While that is happening, we will create initial videos and provide them to you for review and feedback. Once approved, we’ll run a/b tests to establish their performance. The above process typically takes between 5-7 days.
The number of creatives generated is tied to your available budget, risk for non-converting spend, and size of audiences.
Based on metrics, we iterate on designs and modify strategy.
Machine learning has simplified the optimization algorithms at Facebook & Google App Campaign. With automated algorithms, creative has become the driver of performance, but….
Only 5% of creative will outperform the best ad in your portfolio. That means only ~1 out of 20 concepts performs well.
For most clients, they are unable to spend enough money in a given month to test 20 new videos and incur all of that non-converting spend. As such, creative testing must be spread out over more than 30 days. This is one of the primary reasons 30-day tests fail almost certainly.
Our objective with creative testing is to move quickly, limit non-converting spend by prototyping ads.
Allowing us to work quickly to uncover winning concepts that can be enhanced with colors, fonts, and materials to reach brand compliance once it is proven, would be very helpful.
In fact, it would be more financially efficient, if you could approve imperfect ads (perhaps incorrect fonts, colors…). Allow us to launch these ads quickly, gather learnings and we’ll adjust for the next set of ads. This will allow us to explore more creative concepts quickly, uncover winners, and ultimately deliver better results.
To illustrate the scope of the creative testing challenge, here is a gaming company that has to spend & $15mm on Facebook.
As you can see a vast, vast, vast majority of ads bomb quickly. That is why 30-day tests fail so often.
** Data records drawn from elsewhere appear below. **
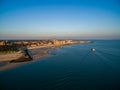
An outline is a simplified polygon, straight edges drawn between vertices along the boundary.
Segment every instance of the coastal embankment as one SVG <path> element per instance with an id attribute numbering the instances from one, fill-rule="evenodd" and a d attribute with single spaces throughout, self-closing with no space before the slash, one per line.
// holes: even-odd
<path id="1" fill-rule="evenodd" d="M 28 56 L 25 56 L 22 52 L 0 54 L 0 71 L 47 57 L 50 55 L 48 52 L 51 49 L 52 49 L 52 45 L 28 48 L 28 50 L 31 52 L 31 55 L 33 57 L 32 60 L 28 58 Z"/>
<path id="2" fill-rule="evenodd" d="M 18 42 L 17 42 L 18 43 Z M 19 44 L 20 43 L 20 44 Z M 91 43 L 90 41 L 72 41 L 72 40 L 53 40 L 52 42 L 48 41 L 42 41 L 40 43 L 44 43 L 44 45 L 40 44 L 38 45 L 38 41 L 31 42 L 33 44 L 30 45 L 27 43 L 27 45 L 24 45 L 23 43 L 19 42 L 19 45 L 14 45 L 11 47 L 11 45 L 6 44 L 1 48 L 1 50 L 6 50 L 6 47 L 10 50 L 14 50 L 14 47 L 19 47 L 22 45 L 22 49 L 20 49 L 17 52 L 12 53 L 3 53 L 0 54 L 0 71 L 6 70 L 15 66 L 19 66 L 22 64 L 26 64 L 28 62 L 33 62 L 35 60 L 40 60 L 41 58 L 50 56 L 49 50 L 53 48 L 59 48 L 61 46 L 65 45 L 72 45 L 72 44 L 88 44 Z M 25 42 L 24 42 L 25 43 Z M 24 47 L 23 47 L 24 46 Z M 19 48 L 17 48 L 18 50 Z M 15 49 L 16 50 L 16 49 Z"/>

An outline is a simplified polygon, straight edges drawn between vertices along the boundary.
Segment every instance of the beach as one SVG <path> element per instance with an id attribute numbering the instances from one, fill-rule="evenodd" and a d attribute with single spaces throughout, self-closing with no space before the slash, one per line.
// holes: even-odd
<path id="1" fill-rule="evenodd" d="M 47 57 L 50 55 L 49 50 L 51 50 L 52 47 L 53 45 L 29 47 L 28 50 L 31 51 L 33 60 L 25 59 L 21 52 L 1 54 L 0 55 L 0 71 L 13 68 L 13 67 L 17 67 L 17 66 Z M 13 60 L 15 62 L 11 62 Z"/>

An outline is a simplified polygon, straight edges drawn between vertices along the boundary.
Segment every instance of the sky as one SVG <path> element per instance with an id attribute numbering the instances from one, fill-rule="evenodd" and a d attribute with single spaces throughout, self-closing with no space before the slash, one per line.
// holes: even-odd
<path id="1" fill-rule="evenodd" d="M 0 0 L 0 39 L 120 39 L 119 0 Z"/>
How many creatives can get produced and tested in 30 days? This question is nearly impossible to answer in the abstract. The number of videos we produce is governed by your media test budget that we have to spend and your appetite for financial risk / non-converting spend.
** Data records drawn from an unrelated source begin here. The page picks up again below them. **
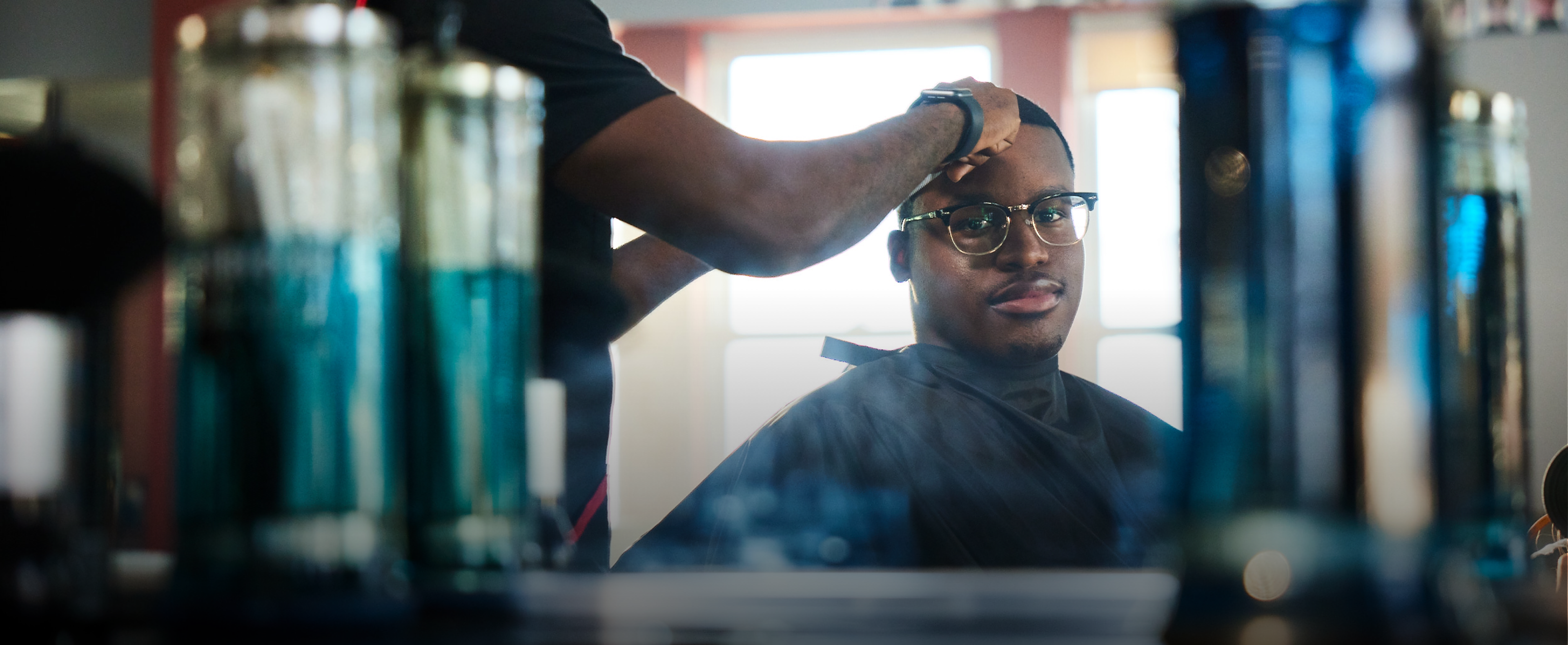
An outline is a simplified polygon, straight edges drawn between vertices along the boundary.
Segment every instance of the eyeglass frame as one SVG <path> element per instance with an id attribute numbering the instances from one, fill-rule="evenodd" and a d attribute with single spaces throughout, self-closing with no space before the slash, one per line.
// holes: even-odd
<path id="1" fill-rule="evenodd" d="M 919 213 L 919 215 L 909 215 L 909 217 L 905 217 L 905 218 L 898 218 L 898 231 L 908 231 L 909 229 L 908 226 L 909 226 L 911 221 L 942 220 L 942 226 L 947 228 L 947 242 L 952 242 L 953 248 L 958 250 L 958 253 L 963 253 L 966 256 L 989 256 L 989 254 L 993 254 L 996 251 L 1000 251 L 1002 246 L 1007 245 L 1007 235 L 1010 235 L 1013 232 L 1013 213 L 1016 213 L 1019 210 L 1024 210 L 1025 213 L 1033 215 L 1035 213 L 1035 207 L 1038 207 L 1040 204 L 1043 204 L 1043 202 L 1049 201 L 1049 199 L 1058 199 L 1058 198 L 1079 198 L 1079 199 L 1083 199 L 1085 206 L 1088 206 L 1090 215 L 1093 217 L 1093 213 L 1094 213 L 1094 204 L 1099 201 L 1099 193 L 1051 193 L 1051 195 L 1046 195 L 1046 196 L 1043 196 L 1040 199 L 1032 201 L 1029 204 L 1018 204 L 1018 206 L 1004 206 L 1004 204 L 997 204 L 994 201 L 982 201 L 982 202 L 974 202 L 974 204 L 949 206 L 946 209 L 936 209 L 936 210 L 924 212 L 924 213 Z M 953 212 L 958 210 L 958 209 L 967 209 L 967 207 L 974 207 L 974 206 L 994 206 L 994 207 L 1002 209 L 1002 210 L 1007 212 L 1007 218 L 1002 220 L 1004 226 L 1005 226 L 1005 229 L 1002 231 L 1002 242 L 999 242 L 996 245 L 996 248 L 993 248 L 993 250 L 989 250 L 986 253 L 969 253 L 969 251 L 964 251 L 961 246 L 958 246 L 958 240 L 953 239 L 953 224 L 952 224 L 952 215 L 953 215 Z M 1083 237 L 1088 237 L 1088 224 L 1085 224 L 1083 226 L 1083 237 L 1079 237 L 1077 240 L 1073 240 L 1073 243 L 1058 245 L 1058 243 L 1046 240 L 1046 237 L 1040 234 L 1040 228 L 1035 224 L 1035 218 L 1033 217 L 1030 217 L 1027 221 L 1029 221 L 1029 229 L 1035 232 L 1035 239 L 1040 240 L 1040 243 L 1044 243 L 1044 245 L 1049 245 L 1049 246 L 1073 246 L 1073 245 L 1076 245 L 1079 242 L 1083 242 Z"/>

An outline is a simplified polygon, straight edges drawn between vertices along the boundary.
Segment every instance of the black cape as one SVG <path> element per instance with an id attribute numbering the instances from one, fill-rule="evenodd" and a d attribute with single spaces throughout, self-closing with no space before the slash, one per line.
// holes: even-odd
<path id="1" fill-rule="evenodd" d="M 828 339 L 851 364 L 765 424 L 616 571 L 1146 567 L 1181 433 L 1038 366 Z"/>

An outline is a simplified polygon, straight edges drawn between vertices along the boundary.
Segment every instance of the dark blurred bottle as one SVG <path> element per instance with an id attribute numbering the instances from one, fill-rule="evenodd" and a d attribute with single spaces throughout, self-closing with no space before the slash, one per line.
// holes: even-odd
<path id="1" fill-rule="evenodd" d="M 1430 642 L 1436 22 L 1178 14 L 1190 458 L 1168 640 Z"/>
<path id="2" fill-rule="evenodd" d="M 56 642 L 113 614 L 114 306 L 155 264 L 163 234 L 140 187 L 64 140 L 56 85 L 6 85 L 0 625 L 14 642 Z"/>
<path id="3" fill-rule="evenodd" d="M 426 607 L 508 610 L 508 574 L 544 560 L 527 424 L 544 86 L 450 38 L 403 64 L 411 557 Z"/>
<path id="4" fill-rule="evenodd" d="M 196 620 L 406 617 L 392 25 L 262 3 L 176 38 L 176 598 Z"/>
<path id="5" fill-rule="evenodd" d="M 1438 253 L 1436 408 L 1441 576 L 1486 596 L 1526 578 L 1524 105 L 1455 91 L 1446 105 Z M 1455 629 L 1502 629 L 1496 607 L 1449 603 Z M 1477 637 L 1477 640 L 1486 640 Z"/>

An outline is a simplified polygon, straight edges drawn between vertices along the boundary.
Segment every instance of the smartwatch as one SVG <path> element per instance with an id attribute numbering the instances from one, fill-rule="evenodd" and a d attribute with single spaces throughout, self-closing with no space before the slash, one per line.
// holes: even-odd
<path id="1" fill-rule="evenodd" d="M 980 102 L 975 100 L 972 91 L 964 88 L 931 88 L 920 89 L 920 97 L 909 104 L 909 110 L 914 110 L 927 104 L 953 104 L 964 111 L 964 133 L 958 138 L 958 148 L 953 154 L 947 155 L 942 163 L 952 163 L 969 155 L 975 144 L 980 143 L 980 132 L 985 130 L 985 110 L 980 108 Z"/>

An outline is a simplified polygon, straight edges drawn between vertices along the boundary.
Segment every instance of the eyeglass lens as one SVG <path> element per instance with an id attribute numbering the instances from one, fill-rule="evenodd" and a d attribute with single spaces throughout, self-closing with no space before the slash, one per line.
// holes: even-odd
<path id="1" fill-rule="evenodd" d="M 1074 245 L 1088 231 L 1088 202 L 1079 196 L 1040 201 L 1033 204 L 1027 217 L 1040 242 L 1052 246 Z M 958 251 L 983 256 L 1002 248 L 1011 228 L 1010 223 L 1007 209 L 996 204 L 975 204 L 953 210 L 947 218 L 947 231 Z"/>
We’ve found that on average there is a 95% failure rate for new creative. That means only 1 out of 20 videos will become a winner – which results in a lot of non-performing spend on media testing.
For example, if we guaranteed 10 videos per month, that number may be too high given a budget of say $200K / month as we may not be able to run them while hitting ROAS metrics.
As important, if we produce a bunch of creative quickly, we’d make assumptions on what works vs using data to guide our process. As a result, we may end up with poor performers that we would not have designed if we had the data before creative ideation began.
Most importantly, we find focusing on a data-driven, quantitative creative testing process very productive. We like to get data to understand what is working and not working and use that data to guide our creative process. Ultimately that saves your media dollars and us time (win-win).